A lot has been written about poor old Warner over the last few weeks. People have quite rightly raised doubts about him due to his non-existant footwork(not true really and i will explain why) and many have of course suggested he does not have the temperament to play at the top level .The whole Joe Root fiasco have led others who are a bit more cognizant of Warner's personality write him off as a disaster waiting to happen.
Nevertheless, I truly believe he has the ability to become extremely successful, maybe one of the best test batsmen of all time. Why is it that I think this?
Well for one, footwork is misunderstood in cricket by many people and i might do well to point out that many successful players didnt have excellent 'ballet dancer' footwork- Viv Richards for one...he certainly was no lead-footed wonder but he wasn't a footwork mafia to the extent of a Dravid, Lara, Gavaskar or Greg Chappell. Steve Waugh had less than worldclass footwork and Gordon Greenidge wasn't known for his footwork either. Warner is probably the extreme case example and the impatient ones must be dying to pop the question 'what makes him so good?'
The reason, however, is simple and subtle in equal measure. What must be asked is, what is one trying to achieve with footwork? If this question is answered without undue complexity, the answer is obvious. As a test batsman, your objective is to be in control of your shots and put em where you want to. Failing to do that, you don't give your wicket away. In order to do that, you need to have a few crucial components aside from 'technique'. A big heart for one, judicious shot-selection for two and excellent timing for three. Anyone who's watched Warmer for a long period of time will admit that he has all three in abundance. He has the guts required to bat at the highest level and he doesn't shy away from any bowler. This is not a question about his success but a question about his attitude. His timing and shot selection of his are top notch too. Of course, technique is also important, but I shall address that now..
The biggest 'physical' thing you need to accomplish in order to have control over your shots is to have excellent balance during point of contact. It is absolutely critical and essential. Warner unquestionably has this. He rarely reaches for the ball and rarely is he over/underbalanced for a shot. He accomplishes this by playing late and making deft wrist adjustments at the last second. And that he accomplishes extremely well due to his brilliantly quick eye. Warner to me, seems to have one of the quickest eyes ever to play test cricket. He plays the ball very very late and is almost one of the 'latest' players of the ball. He plays the ball 'under his nose', that is, his point of contact is almost directly under his nose and that is the optimal place for controlling your shots. It also is a product of his superb eye and hand-eye co-ordination.
In order to play the ball with great balance consistently, you absolutely must do one thing footwork-wise: you MUST get to the pitch of the ball. Warnerdoes this by placing his foot down and he gauges the pitch of the ball excellently. Arguably, the second biggest physical thing to batting consistency is playing with a 'still head'. That is to say, your head must be as still as possible during the point of contact. After watching Warner for a while, I've come to the realisation that his head is more still and composed than the majority of other batsmen I've seen in recent years, even more so than Tendulkar, Dravid, Ponting,and Kallis. Watch some replays on YouTube of some of these other supposed 'greats' batting, and you'll notice that there is almost always a little wobble of the head observable. With Warner, however, this is simply not present.

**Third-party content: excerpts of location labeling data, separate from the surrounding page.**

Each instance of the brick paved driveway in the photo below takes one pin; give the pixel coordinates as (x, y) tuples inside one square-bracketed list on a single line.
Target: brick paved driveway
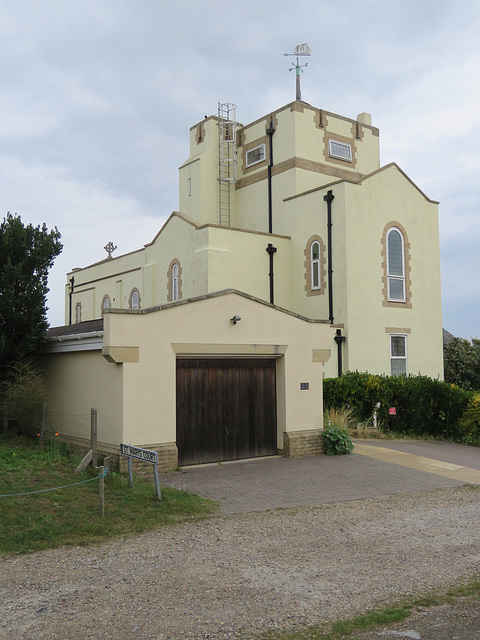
[(278, 482)]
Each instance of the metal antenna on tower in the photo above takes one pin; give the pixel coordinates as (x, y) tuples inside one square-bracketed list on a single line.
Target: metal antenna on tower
[(300, 50)]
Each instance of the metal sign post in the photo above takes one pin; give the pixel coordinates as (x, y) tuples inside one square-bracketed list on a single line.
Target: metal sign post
[(145, 455)]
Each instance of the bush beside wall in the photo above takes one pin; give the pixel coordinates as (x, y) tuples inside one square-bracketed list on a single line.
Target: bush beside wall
[(423, 406)]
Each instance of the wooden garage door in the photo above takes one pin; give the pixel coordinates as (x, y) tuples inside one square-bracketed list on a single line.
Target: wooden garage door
[(226, 409)]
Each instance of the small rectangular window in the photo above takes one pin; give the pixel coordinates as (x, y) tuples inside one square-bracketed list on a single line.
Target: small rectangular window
[(256, 155), (398, 355), (340, 150)]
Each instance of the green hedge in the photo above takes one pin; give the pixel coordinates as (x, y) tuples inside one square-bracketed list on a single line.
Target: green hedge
[(423, 406)]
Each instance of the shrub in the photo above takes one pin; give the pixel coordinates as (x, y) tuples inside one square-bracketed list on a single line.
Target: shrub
[(336, 441), (469, 423), (423, 406)]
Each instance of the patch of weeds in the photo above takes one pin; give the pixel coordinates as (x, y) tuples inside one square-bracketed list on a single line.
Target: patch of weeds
[(69, 516), (348, 628), (371, 620)]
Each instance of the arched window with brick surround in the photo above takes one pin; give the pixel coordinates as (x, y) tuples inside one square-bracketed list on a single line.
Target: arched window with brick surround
[(315, 270), (174, 281), (134, 299), (396, 267)]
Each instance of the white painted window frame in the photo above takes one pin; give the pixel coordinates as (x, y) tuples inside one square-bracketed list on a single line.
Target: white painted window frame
[(396, 358), (135, 295), (338, 156), (250, 151)]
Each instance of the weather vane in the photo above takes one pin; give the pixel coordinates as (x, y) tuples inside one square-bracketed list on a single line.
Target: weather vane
[(110, 248), (300, 50)]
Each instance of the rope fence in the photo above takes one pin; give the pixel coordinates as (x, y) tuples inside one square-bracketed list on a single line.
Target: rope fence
[(65, 486)]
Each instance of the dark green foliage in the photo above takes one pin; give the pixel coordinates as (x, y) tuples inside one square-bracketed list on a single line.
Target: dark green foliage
[(26, 255), (469, 424), (461, 363), (22, 395), (423, 406), (336, 441)]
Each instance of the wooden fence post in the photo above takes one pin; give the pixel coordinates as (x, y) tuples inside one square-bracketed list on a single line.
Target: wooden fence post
[(101, 488), (93, 436), (101, 491), (42, 426)]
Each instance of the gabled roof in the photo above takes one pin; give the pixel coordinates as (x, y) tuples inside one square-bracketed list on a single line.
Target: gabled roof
[(360, 180)]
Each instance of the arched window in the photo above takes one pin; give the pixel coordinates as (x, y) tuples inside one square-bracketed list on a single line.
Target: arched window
[(395, 265), (315, 269), (315, 264), (134, 301), (175, 282)]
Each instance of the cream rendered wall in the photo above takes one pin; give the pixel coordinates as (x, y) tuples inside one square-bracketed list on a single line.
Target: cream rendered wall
[(239, 260), (79, 381), (176, 240), (202, 171), (382, 198), (204, 327), (306, 216), (104, 278)]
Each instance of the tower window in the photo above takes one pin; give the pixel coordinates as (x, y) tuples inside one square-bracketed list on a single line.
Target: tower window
[(340, 150), (257, 154)]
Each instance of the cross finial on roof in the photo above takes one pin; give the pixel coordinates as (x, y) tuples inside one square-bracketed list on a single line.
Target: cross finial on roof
[(110, 248)]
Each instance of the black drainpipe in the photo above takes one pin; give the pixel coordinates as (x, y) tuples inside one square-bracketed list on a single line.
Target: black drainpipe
[(70, 295), (339, 339), (329, 199), (270, 131), (271, 250)]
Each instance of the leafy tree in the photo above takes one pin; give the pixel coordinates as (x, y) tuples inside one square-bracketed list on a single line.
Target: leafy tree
[(26, 255), (461, 362)]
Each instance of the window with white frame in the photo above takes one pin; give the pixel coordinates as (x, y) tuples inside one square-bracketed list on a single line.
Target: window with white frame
[(340, 150), (255, 155), (175, 282), (396, 265), (315, 264), (398, 355)]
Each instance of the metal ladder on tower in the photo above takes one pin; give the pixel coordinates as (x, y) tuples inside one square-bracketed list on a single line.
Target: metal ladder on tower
[(227, 159)]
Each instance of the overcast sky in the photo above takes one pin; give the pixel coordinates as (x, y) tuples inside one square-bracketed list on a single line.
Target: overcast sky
[(97, 98)]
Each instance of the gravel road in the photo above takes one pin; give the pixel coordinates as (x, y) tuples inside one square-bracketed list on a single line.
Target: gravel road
[(233, 576)]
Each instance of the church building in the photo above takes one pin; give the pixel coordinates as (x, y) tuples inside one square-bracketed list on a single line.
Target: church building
[(291, 220)]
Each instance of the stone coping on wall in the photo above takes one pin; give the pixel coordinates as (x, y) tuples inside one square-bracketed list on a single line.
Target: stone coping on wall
[(302, 443)]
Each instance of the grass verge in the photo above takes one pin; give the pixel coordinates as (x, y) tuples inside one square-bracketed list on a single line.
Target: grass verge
[(70, 516), (382, 617)]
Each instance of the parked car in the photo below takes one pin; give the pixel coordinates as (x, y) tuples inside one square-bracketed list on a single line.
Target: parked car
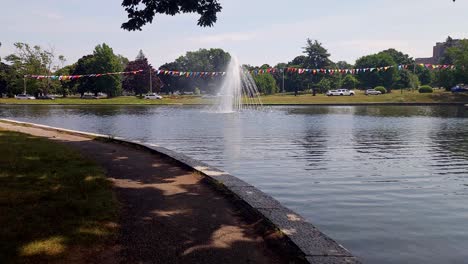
[(89, 96), (373, 92), (24, 97), (459, 89), (46, 97), (153, 96), (340, 92)]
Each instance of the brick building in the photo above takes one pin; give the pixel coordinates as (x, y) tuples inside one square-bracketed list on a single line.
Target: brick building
[(438, 51)]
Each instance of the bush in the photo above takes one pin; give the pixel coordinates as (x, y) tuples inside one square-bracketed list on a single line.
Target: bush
[(381, 89), (425, 89)]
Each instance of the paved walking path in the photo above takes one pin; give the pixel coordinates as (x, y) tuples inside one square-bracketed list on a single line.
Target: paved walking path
[(168, 214)]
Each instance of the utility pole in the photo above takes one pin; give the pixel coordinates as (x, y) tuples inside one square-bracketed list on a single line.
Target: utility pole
[(151, 82), (283, 81)]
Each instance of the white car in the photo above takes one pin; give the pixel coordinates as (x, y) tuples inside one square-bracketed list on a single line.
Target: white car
[(24, 97), (373, 92), (153, 96), (340, 92)]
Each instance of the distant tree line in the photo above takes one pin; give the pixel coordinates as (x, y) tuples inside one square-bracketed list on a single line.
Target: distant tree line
[(36, 60)]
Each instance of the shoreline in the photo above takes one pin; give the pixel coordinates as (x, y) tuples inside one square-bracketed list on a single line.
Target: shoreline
[(299, 104), (298, 234)]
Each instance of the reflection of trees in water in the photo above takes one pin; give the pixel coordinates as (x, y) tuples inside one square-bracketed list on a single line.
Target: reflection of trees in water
[(379, 142), (406, 111), (315, 146), (109, 110), (450, 138)]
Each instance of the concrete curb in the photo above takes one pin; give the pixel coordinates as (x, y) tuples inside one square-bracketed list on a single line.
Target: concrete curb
[(319, 104), (315, 246)]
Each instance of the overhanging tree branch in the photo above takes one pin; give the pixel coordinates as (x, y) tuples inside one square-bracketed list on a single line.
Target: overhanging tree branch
[(142, 12)]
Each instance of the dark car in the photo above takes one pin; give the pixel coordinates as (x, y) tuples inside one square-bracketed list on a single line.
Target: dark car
[(46, 97), (459, 89)]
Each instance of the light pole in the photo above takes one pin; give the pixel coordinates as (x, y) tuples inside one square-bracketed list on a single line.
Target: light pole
[(151, 82), (283, 80)]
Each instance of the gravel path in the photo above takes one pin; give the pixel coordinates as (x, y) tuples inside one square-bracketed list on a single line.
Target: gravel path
[(168, 214)]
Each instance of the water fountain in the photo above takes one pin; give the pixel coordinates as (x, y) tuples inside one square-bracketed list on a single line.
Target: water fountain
[(238, 90)]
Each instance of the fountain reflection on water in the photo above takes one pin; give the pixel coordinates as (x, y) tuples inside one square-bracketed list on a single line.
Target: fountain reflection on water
[(238, 90)]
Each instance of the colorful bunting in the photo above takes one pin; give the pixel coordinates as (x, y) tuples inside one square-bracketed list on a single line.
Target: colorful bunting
[(349, 71), (72, 77)]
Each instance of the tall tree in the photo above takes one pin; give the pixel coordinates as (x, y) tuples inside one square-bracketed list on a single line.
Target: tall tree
[(84, 85), (141, 12), (106, 61), (140, 83), (373, 77), (4, 78), (317, 55), (32, 60)]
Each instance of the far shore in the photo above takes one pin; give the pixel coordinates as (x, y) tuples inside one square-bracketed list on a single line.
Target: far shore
[(439, 97)]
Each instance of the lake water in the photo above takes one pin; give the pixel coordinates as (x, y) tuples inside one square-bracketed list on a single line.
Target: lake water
[(390, 183)]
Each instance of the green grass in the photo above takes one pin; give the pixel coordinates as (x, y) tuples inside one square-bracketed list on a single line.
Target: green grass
[(439, 96), (395, 97), (52, 201)]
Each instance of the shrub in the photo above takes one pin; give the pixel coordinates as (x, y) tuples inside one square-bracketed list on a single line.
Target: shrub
[(381, 89), (425, 89)]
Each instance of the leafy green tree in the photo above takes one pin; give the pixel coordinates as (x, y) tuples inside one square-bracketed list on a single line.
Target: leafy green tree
[(406, 80), (66, 87), (266, 84), (141, 12), (140, 83), (459, 54), (350, 82), (317, 57), (373, 77), (106, 61), (82, 67), (5, 72), (445, 79), (203, 60), (29, 60), (398, 57), (324, 85), (343, 65), (425, 76)]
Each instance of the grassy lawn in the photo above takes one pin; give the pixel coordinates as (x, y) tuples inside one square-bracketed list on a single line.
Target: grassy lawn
[(53, 202), (395, 97), (439, 96)]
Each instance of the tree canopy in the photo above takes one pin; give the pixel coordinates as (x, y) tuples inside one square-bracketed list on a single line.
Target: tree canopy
[(141, 12), (140, 83)]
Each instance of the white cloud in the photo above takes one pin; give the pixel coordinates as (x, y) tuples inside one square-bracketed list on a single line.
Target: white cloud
[(221, 38)]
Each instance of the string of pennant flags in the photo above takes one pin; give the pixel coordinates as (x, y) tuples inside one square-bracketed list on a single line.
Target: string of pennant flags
[(74, 77), (348, 71), (255, 72)]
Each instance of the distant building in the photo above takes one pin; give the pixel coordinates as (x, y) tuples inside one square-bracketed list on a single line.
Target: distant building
[(438, 51)]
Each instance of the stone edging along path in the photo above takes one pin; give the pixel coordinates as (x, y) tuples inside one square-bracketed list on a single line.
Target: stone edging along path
[(300, 234)]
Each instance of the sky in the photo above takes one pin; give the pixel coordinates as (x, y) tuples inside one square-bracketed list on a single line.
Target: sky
[(256, 31)]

To continue with the topic of technique, another thing I notice in Warner is that he plays with an extremely straight bat and when he does go across the line, his bat angle is almost perpendicular to the trajectory of the ball. This is essential in 'technique' and is a forte of almost all the great batmsen (I'm seeing a pattern emerge here). Balance is essential during the point of contact. Most players seem to achieve this through footwork- to get their body into position and perfect balance for the proper execution of the shot. Warner however, completely eschews this approach, but yet achieves exactly the same results- he achieves perfect balance during point of contact with brilliant hand-eye coordination alongside a pair of one-in-a-million eyes.

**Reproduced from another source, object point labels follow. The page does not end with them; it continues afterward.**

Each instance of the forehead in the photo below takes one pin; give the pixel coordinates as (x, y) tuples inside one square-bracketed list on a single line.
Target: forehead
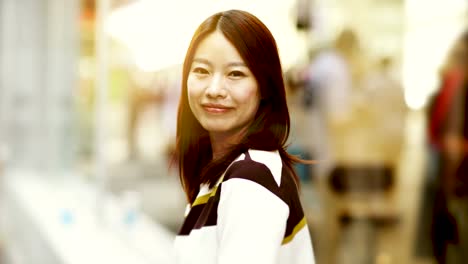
[(216, 46)]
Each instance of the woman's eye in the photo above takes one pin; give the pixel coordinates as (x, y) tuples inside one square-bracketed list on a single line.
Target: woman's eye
[(200, 70), (236, 74)]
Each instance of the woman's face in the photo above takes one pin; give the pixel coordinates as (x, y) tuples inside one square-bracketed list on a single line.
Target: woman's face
[(222, 92)]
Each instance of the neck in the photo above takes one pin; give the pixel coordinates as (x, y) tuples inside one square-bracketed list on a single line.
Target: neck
[(221, 143)]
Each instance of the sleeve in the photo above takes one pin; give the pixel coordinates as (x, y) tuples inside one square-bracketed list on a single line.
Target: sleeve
[(251, 222)]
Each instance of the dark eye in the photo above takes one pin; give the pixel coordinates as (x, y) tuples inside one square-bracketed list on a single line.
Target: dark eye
[(199, 70), (236, 74)]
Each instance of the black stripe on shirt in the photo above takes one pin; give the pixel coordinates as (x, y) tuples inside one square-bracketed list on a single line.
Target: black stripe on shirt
[(205, 213), (260, 174)]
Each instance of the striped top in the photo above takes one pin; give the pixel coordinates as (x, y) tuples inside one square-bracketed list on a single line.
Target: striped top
[(252, 215)]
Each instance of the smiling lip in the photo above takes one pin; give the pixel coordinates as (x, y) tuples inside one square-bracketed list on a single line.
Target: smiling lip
[(216, 108)]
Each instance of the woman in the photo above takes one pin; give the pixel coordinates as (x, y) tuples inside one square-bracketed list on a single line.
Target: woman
[(233, 123), (448, 135)]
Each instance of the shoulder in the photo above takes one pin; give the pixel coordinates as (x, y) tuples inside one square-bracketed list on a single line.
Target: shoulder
[(262, 167)]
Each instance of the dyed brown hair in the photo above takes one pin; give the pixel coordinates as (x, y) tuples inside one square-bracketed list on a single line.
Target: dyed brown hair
[(270, 128)]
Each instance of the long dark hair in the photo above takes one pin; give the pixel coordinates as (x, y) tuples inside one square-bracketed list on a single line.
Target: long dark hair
[(270, 128)]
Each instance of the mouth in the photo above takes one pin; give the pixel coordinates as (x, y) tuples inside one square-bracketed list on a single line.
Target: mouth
[(216, 108)]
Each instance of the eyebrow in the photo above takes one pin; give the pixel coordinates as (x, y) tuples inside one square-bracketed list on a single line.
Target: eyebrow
[(207, 62)]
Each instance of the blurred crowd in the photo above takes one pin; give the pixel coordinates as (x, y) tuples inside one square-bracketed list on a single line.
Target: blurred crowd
[(348, 113)]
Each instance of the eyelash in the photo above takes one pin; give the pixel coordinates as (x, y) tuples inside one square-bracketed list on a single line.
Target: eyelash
[(234, 74), (238, 74), (200, 70)]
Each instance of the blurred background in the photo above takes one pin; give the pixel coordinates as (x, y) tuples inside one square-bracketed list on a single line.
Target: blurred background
[(88, 99)]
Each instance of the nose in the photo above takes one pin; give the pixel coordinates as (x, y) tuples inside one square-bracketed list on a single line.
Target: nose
[(216, 87)]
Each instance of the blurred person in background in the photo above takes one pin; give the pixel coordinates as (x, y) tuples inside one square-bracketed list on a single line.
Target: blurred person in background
[(233, 125), (331, 76), (384, 97), (448, 132)]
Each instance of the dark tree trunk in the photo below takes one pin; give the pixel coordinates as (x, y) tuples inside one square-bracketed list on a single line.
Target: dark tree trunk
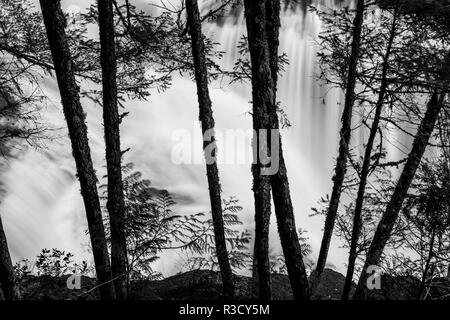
[(427, 266), (207, 121), (389, 218), (55, 23), (111, 120), (357, 219), (261, 263), (265, 117), (345, 135), (262, 183), (7, 278)]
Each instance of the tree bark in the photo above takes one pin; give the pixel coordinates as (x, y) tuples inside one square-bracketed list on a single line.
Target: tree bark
[(7, 279), (345, 135), (262, 183), (427, 266), (111, 120), (265, 117), (386, 225), (357, 219), (55, 23), (207, 122)]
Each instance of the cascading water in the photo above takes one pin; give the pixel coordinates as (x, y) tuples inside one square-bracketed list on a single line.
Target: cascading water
[(42, 206)]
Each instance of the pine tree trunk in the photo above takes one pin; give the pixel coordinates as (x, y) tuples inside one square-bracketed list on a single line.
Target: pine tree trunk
[(265, 117), (394, 206), (207, 121), (427, 266), (262, 183), (111, 120), (55, 23), (345, 135), (357, 219), (7, 279)]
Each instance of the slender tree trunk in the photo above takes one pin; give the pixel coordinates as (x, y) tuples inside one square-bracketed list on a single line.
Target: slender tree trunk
[(207, 121), (365, 170), (427, 266), (384, 228), (345, 135), (7, 279), (55, 23), (111, 121), (265, 117), (263, 212)]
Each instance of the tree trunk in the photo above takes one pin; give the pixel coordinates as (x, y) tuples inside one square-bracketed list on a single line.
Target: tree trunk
[(357, 219), (55, 23), (427, 266), (7, 278), (394, 206), (265, 117), (345, 135), (111, 120), (207, 121), (262, 183)]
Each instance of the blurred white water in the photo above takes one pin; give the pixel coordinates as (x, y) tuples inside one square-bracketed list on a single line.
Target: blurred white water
[(43, 206)]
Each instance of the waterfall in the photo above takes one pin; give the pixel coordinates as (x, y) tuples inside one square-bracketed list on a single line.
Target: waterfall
[(42, 206)]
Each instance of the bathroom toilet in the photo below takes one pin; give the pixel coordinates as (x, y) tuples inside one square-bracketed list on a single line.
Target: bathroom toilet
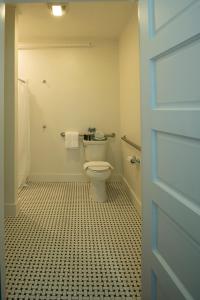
[(97, 169)]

One additional thing; Warner has soft hands. I've seen him use soft hands many times when he edges ball and as a result it often drops just a bit short of the slip cordon. That is the critical difference between Warner and a dasher like Ian Bell. Bell doesn't play the ball under his nose and, in fact, plays it earlier than many people. As a result, he is reaching for the ball and is often overbalanced during shot-execution. Another thing observable in a dasher like Bell, is that they don't understand the concept of soft hands whatsoever. He grips the bat like a vice and his wrists are almost never soft regardless of how he has hit the ball. It doesn't help, of course, that Bell's shot selection is one of the poorest.

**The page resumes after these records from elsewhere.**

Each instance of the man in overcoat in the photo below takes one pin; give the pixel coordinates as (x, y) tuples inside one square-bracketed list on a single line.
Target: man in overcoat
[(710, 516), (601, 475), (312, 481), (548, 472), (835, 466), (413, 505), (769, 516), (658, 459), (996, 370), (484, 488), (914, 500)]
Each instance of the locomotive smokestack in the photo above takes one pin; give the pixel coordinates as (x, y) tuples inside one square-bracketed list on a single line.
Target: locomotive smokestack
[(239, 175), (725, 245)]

I think I've rambled on a bit here, but yes, there you go. This is why I think Warner is likely to be of the greatest batsmen ever to play test cricket: he achieves everything balance-wise and poise-wise as a master technician achieves through excellent hand-eye coordination and brilliant eyes. Along with that, he does the other things right- shot selection, attitude, timing and so on. Don't write him off yet. He just needs to get over his emotional problems.